11,8 % de lait en moins en Auvergne-Rhône-Alpes
Troisième région de France pour la collecte laitière biologique, la filière auvergnate et rhône-alpine a été l’une des plus touchées par cette crise du lait bio avec 11,8 % collecté en moins entre juin 2023 et juin 2024. Sur le territoire, les revenus des producteurs de lait, et notamment de lait bio, ont été particulièrement impactés par l’inflation. « En Auvergne-Rhône-Alpes, la part montagne est très importante, rappelle Thierry Gastou. Ce sont des exploitations, à priori, plus fragiles que les autres et qui sont touchées de plein fouet par cette crise. »
Dans ces zones où l’autonomie alimentaire est moindre, les coûts de production ont explosé avec l’inflation. D’après les estimations de revenus de l'Institut de l'élevage, les éleveurs de plaine auraient réussi à maintenir une certaine stabilité grâce à des efforts d’autonomie, alors que les fermes de montagne ont vu leur revenu baisser. L’écart de prix de revient entre le lait bio de plaine et de montagne est aujourd’hui de 130 euros, contre 70 à 80 avant la crise. D’après une étude des chambres d’agriculture (via le réseau Inosys) réalisée avec 29 exploitations du Massif central, les producteurs de lait de vache bio ont perdu 10 % de leur revenu entre 2022 et 2023.
La situation pourrait toutefois se stabiliser, avec la baisse du prix des aliments et du GNR. Après une dégringolade en 2021, les prix du lait bio remontent. En Aura, ils sont même supérieurs au niveau national : 501 € pour 1 000 litres de lait, contre 492 € en moyenne dans le pays. Dans ce contexte, les éleveurs bio ont tenté de résister en s’adaptant. Certains ont choisi de réduire leur production en attendant des jours meilleurs, tandis que d’autres ont, au contraire, augmenté leur volume de lait transformé pour aller chercher de nouveaux débouchés en local. Ces stratégies, couplées à un renforcement de l’autonomie fourragère en implantant divers méteils et davantage de prairies, ont permis de maîtriser les coûts de production et d’augmenter le prix de revient du lait en attendant des jours meilleurs, notamment pour les investissements nécessaires.
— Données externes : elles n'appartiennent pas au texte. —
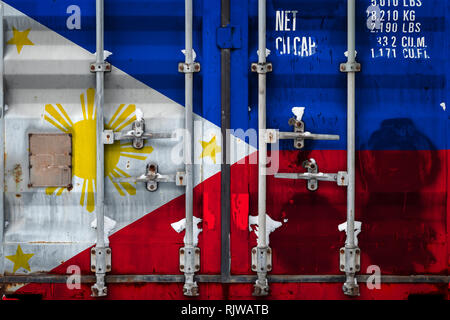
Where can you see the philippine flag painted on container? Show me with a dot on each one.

Une reprise de la consommation attendue
La filière commence d’ailleurs à voir la lumière au bout du tunnel. La consommation d’abord semble reprendre. Après une chute de près 30 % des vente en équivalent lait bio depuis 2019 dans les grandes et moyennes surfaces, cette baisse connaît un ralentissement, « le nombre de références bio dans les circuits généralistes devraient donc cesser de diminuer », assure Bastien Boissonnier, chargé des filières au Cluster bio. En circuits spécialisés, la courbe tend même à se stabiliser. « La réduction de l’offre en GMS ramène des clients en magasins bio, observe encore Bastien Boissonnier. La dynamique est tirée par les fruits et légumes et le rayon frais, dont les produits laitiers qui font partie des favoris pour les consommateurs bio. »
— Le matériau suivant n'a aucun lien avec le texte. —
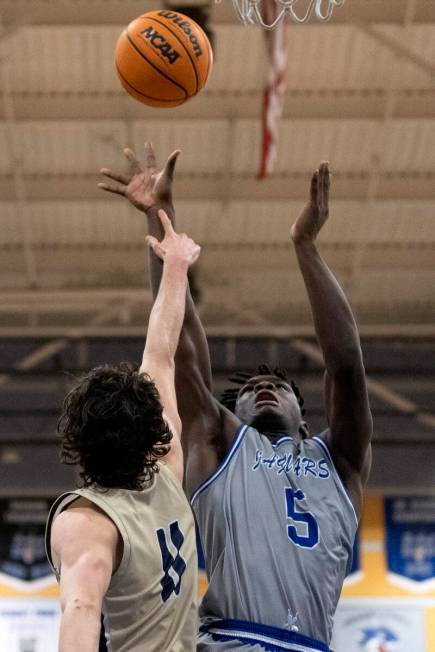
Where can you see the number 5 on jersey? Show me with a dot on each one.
(306, 535)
Autre dynamique notable chez les consommateurs : une tendance vers une relocalisation des produits laitiers. « Cette demande accrue pour des produits de proximité pourrait servir de levier pour revitaliser la filière bio », assure Bastien Boissonnier avec optimisme. L’exemple des marchés bio allemands et anglais qui commencent à rebondir laisse d’ailleurs espérer une dynamique similaire en France. « Selon les prévisions, il est probable que la collecte nationale se stabilise autour de 1,15 milliard de litres d’ici fin 2025 », annonce Corentin Puvilland, économiste au Cniel. Et d’ajouter : « Mais cela nécessitera de surmonter des défis significatifs. »
(1) Journée financée par la Région Auvergne-Rhône-Alpes et la DRAAF et organisée par la Chambre régionale d’agriculture Auvergne-Rhône-Alpes, la coopération agricole Auvergne-Rhône-Alpes, la Fédération régionale des agriculteurs biologiques d’Auvergne-Rhône-Alpes et le Cluster bio.